The handheld market is a wildly different place from when the Nintendo Switch launched as the leader to both the Wii U and 3DS—though the Switch is still the prince with over 140 million units sold since March 2017.
We just got our first look at the Nintendo Switch 2, and the whole reveal is simply time away on April 2. While it’s very similar to the original Change, there’s one thing we can say: It’s surely bigger. But a match program can only get so large before it stops being convenient, and the Switch 2 has us wondering: Could it be to great?
Since the Switch debuted, the smartphone industry has exploded and multiplied. At the top close are portable PC devices like the Steam Deck and ASUS ROG Ally X, while the rest of the business has an ever-growing number of options like the Retroid Pocket 5 and the Ambernic RG35XXSP.
The bigger handhelds give something closer to a 1: 1 knowledge to the Nintendo Switch, albeit with access to a large variety of PC games. The smaller handhelds, which focus on vintage imitation, have a variety of prices, size, and type elements —so if one model looks very large or awkward to carry, then you can almost surely find a quality solution.
Systems like the Steam Deck and its sisters have displays ranging from 7 to 9 inches—that’s ignoring Acer’s awkwardly large 11-inch Nitro Blaze 11—and weigh everywhere from 670 to about 900 ounces. For contrast, the’ biggest’ Change is the Nintendo Switch OLED version, which has a 7-inch display and weighs 420 gr with the controllers attached. The semi-portable Wii U product weighs 491 ounces.
This focus for a minute on Valve’s Steam Deck, the most popular PC portable and the closest thing the Switch has to a contender. The board weighs in at 673g with a 7-inch camera. If you dig around online, it’s not hard to find lots of comments about the Steam Deck being too large and much too large to be portable, there’s also a marketplace for lap pillows especially for handhelds.
Even the default Nintendo Switch borders on being too large to be portable for many people, especially once you take into account the need for some players to affix a case to protect the screen and those sensitive Joy-Con sticks and rails.
Nintendo is keeping system specs on the Nintendo Switch 2 close to the vest ahead of its April 2 Nintendo Direct full reveal, but estimates have flooded out due to information leaks, details from accessory makers, and eagle-eyed observers combing through Nintendo’s reveal trailer.

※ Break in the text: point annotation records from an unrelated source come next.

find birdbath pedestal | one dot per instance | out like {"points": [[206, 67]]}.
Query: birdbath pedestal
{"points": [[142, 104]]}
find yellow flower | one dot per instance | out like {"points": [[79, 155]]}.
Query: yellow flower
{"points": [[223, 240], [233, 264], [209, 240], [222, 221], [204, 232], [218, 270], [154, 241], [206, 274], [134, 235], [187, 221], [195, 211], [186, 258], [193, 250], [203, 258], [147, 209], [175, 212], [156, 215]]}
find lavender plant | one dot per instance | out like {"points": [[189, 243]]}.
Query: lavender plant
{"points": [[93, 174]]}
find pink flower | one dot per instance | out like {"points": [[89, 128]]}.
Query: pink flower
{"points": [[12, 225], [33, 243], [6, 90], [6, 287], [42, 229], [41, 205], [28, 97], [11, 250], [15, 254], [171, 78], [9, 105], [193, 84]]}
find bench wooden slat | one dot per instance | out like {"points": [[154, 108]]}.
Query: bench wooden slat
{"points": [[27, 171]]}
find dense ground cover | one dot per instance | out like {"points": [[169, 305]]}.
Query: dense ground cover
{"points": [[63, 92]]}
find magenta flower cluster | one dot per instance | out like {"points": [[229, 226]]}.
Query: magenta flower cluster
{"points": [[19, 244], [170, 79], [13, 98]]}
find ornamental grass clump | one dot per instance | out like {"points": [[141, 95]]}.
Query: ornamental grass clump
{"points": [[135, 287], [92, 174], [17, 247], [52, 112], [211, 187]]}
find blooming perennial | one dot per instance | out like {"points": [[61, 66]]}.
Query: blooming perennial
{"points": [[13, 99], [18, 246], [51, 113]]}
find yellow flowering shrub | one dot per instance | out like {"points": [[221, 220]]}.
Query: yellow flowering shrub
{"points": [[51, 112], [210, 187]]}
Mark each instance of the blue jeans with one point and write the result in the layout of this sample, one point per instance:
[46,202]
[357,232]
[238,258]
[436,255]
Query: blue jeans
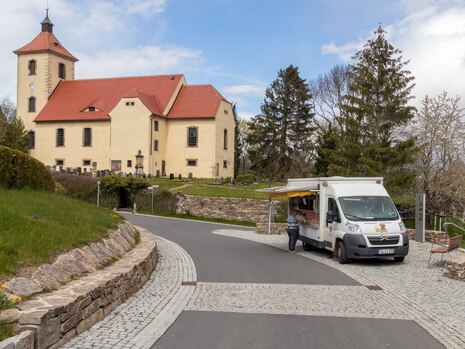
[293,236]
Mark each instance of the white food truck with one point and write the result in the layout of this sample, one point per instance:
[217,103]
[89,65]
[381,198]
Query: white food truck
[352,216]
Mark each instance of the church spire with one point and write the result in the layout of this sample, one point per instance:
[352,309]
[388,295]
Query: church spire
[47,25]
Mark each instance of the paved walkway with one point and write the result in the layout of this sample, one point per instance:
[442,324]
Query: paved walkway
[409,291]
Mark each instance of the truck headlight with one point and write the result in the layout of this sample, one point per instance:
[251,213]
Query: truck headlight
[402,227]
[352,227]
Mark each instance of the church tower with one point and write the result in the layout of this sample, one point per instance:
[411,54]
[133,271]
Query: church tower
[42,64]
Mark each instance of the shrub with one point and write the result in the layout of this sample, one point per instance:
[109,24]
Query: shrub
[163,201]
[246,179]
[19,170]
[78,187]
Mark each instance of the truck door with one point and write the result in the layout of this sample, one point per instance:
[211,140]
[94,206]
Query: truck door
[329,230]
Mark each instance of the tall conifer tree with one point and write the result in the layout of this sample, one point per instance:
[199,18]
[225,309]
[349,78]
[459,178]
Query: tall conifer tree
[284,128]
[375,108]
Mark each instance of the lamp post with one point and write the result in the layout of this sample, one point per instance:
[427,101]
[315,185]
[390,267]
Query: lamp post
[152,187]
[139,164]
[98,193]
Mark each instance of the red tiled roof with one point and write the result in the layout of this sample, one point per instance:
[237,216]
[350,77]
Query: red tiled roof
[72,97]
[149,101]
[196,101]
[44,42]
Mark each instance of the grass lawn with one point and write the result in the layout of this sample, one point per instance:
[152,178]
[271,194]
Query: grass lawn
[36,226]
[213,188]
[6,330]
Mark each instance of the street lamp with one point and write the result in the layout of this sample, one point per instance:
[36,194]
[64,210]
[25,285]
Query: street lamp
[98,193]
[152,187]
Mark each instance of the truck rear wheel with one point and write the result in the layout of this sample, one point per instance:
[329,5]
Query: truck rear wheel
[306,247]
[341,253]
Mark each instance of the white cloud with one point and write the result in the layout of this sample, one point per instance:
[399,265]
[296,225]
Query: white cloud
[246,89]
[432,38]
[147,60]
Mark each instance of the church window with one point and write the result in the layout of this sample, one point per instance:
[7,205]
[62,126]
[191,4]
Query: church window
[32,105]
[61,71]
[31,138]
[60,141]
[225,139]
[192,138]
[87,137]
[32,67]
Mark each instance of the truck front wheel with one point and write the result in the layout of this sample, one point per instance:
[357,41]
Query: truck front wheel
[306,247]
[341,253]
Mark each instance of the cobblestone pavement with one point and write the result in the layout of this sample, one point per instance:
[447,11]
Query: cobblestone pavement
[410,290]
[144,317]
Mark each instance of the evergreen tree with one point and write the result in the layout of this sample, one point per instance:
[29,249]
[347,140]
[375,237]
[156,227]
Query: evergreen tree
[281,134]
[374,110]
[238,146]
[12,131]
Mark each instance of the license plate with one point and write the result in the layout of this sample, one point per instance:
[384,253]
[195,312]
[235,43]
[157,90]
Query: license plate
[386,251]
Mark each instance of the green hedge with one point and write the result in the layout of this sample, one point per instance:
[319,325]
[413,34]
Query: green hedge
[19,170]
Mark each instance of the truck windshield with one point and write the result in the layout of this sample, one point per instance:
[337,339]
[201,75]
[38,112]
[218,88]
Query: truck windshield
[368,208]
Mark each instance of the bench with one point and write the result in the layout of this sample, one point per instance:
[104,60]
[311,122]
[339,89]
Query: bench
[454,244]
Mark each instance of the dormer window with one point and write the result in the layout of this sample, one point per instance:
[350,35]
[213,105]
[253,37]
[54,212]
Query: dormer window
[61,71]
[32,67]
[32,105]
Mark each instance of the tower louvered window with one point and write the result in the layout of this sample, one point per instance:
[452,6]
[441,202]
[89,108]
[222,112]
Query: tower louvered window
[32,67]
[60,141]
[61,71]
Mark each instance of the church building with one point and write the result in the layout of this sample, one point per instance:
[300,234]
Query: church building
[97,124]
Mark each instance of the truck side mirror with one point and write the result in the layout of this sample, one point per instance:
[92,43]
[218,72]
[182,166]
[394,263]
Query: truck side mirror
[329,218]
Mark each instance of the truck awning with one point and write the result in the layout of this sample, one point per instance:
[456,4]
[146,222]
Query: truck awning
[290,191]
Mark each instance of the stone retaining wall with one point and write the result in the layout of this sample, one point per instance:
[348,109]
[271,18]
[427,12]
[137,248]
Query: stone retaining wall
[433,236]
[50,320]
[227,208]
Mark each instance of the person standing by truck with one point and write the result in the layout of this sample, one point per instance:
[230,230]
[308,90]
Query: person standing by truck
[292,230]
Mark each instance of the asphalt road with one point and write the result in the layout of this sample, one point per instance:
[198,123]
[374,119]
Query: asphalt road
[224,259]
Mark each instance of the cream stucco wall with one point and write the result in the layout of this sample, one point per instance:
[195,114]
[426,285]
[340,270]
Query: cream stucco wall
[161,135]
[177,151]
[225,120]
[73,153]
[130,132]
[45,80]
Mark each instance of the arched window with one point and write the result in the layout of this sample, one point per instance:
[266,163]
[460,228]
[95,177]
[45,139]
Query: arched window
[61,71]
[225,139]
[32,67]
[60,141]
[31,138]
[32,105]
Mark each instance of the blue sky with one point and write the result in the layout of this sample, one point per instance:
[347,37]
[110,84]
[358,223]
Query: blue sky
[239,46]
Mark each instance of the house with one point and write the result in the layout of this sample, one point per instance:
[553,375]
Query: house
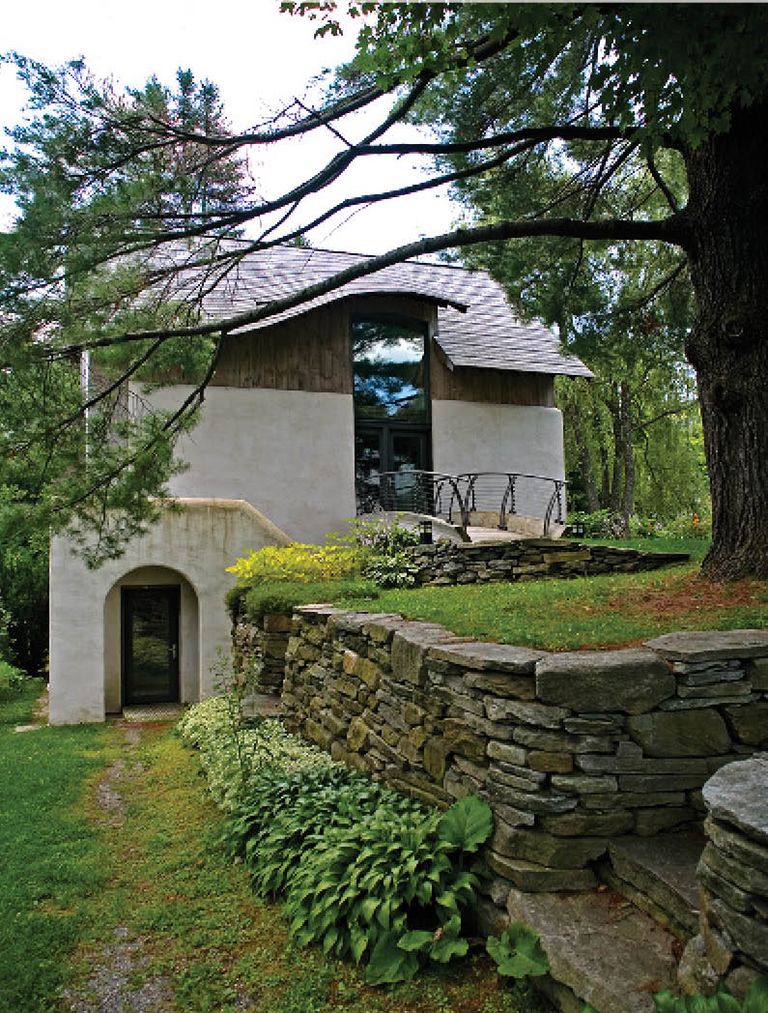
[417,368]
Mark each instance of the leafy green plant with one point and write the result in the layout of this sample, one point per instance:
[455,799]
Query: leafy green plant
[367,872]
[382,550]
[286,596]
[297,562]
[11,678]
[262,745]
[518,952]
[756,1001]
[391,889]
[286,814]
[397,569]
[380,537]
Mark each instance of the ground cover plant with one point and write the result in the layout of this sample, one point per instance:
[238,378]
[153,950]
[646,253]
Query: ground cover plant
[611,610]
[367,873]
[347,569]
[52,861]
[113,889]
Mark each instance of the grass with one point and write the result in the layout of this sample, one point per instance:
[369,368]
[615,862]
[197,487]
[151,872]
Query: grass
[201,930]
[615,610]
[51,864]
[73,872]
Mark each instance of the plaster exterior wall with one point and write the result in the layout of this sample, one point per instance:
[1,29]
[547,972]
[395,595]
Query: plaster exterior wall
[468,436]
[190,547]
[291,453]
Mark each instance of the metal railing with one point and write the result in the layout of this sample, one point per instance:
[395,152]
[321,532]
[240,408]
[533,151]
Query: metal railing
[456,498]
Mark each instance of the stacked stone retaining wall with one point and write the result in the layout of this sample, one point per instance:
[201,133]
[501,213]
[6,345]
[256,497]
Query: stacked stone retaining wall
[569,750]
[451,562]
[733,872]
[258,648]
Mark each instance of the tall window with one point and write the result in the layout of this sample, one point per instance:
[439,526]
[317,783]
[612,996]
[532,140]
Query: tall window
[390,367]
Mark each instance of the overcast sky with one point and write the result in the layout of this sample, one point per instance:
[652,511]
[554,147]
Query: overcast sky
[259,59]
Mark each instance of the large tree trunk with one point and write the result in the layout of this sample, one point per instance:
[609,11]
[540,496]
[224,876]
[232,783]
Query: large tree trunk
[727,219]
[627,453]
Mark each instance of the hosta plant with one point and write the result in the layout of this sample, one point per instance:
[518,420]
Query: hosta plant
[518,952]
[756,1001]
[391,890]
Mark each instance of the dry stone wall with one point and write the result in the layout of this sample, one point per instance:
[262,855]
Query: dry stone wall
[259,648]
[450,562]
[733,872]
[569,750]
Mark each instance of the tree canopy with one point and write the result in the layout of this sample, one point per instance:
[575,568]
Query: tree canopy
[605,124]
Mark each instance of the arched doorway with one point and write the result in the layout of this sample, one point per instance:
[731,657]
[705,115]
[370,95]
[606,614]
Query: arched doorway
[151,639]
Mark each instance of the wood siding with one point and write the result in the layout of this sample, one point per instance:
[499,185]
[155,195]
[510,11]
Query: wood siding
[308,353]
[312,353]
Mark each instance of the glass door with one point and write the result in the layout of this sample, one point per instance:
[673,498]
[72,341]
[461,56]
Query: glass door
[150,644]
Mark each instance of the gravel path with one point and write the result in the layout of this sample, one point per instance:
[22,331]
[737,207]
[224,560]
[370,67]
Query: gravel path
[119,982]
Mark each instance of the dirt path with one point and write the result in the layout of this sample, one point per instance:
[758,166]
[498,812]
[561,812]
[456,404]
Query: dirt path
[175,927]
[123,960]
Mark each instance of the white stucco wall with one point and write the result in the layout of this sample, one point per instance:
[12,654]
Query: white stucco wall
[290,453]
[192,548]
[469,437]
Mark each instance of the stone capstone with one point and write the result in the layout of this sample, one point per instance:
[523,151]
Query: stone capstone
[710,645]
[629,681]
[738,794]
[749,724]
[481,656]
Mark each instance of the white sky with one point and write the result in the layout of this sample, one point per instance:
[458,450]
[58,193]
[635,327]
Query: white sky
[259,59]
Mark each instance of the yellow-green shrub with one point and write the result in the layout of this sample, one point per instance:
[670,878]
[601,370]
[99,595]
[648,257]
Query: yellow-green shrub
[298,562]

What we can see in that trailer seems to suggest that the Nintendo Switch 2 has an approximately 8-inch screen and is roughly 30 % larger than the original Switch, all told. We can’t really estimate the weight, though, since power increases aren’t necessarily going to scale linearly with weight.
But we’re left wondering: Is a system really what Nintendo fans want?
Portability has always been a key aspect of Nintendo handhelds, from the Game &, Watch units released in 1980, all the way up to the modern Nintendo Switch systems.
Ad campaigns for these systems show people playing them on trains, at hip rooftop parties attended by local youths, or in parks with children who are ( for some reason ) not screaming at each other. Even in home settings, recent ads often depict people playing the Switch not in docked mode on their televisions, but in full handheld mode.
It also seems to push against the kid-centric focus that Nintendo systems tend to have. The Nintendo Switch placed a firm flag in the ground with how small the Joy-Cons were: this system is for tiny hands. I don’t know that the Switch 2 Joy-Cons are big enough to be a problem, but the extra size and weight are going to be that much more extreme to an eight-year-old compared to a 26-year-old’s perception.
The Nintendo Switch 2 is going to be a big beefy boy, regardless of its exact measurements in millimeters and grams. It’s big even for a Nintendo handheld, given that it’s larger than the Switch and likely heavier than even the Wii U tablet.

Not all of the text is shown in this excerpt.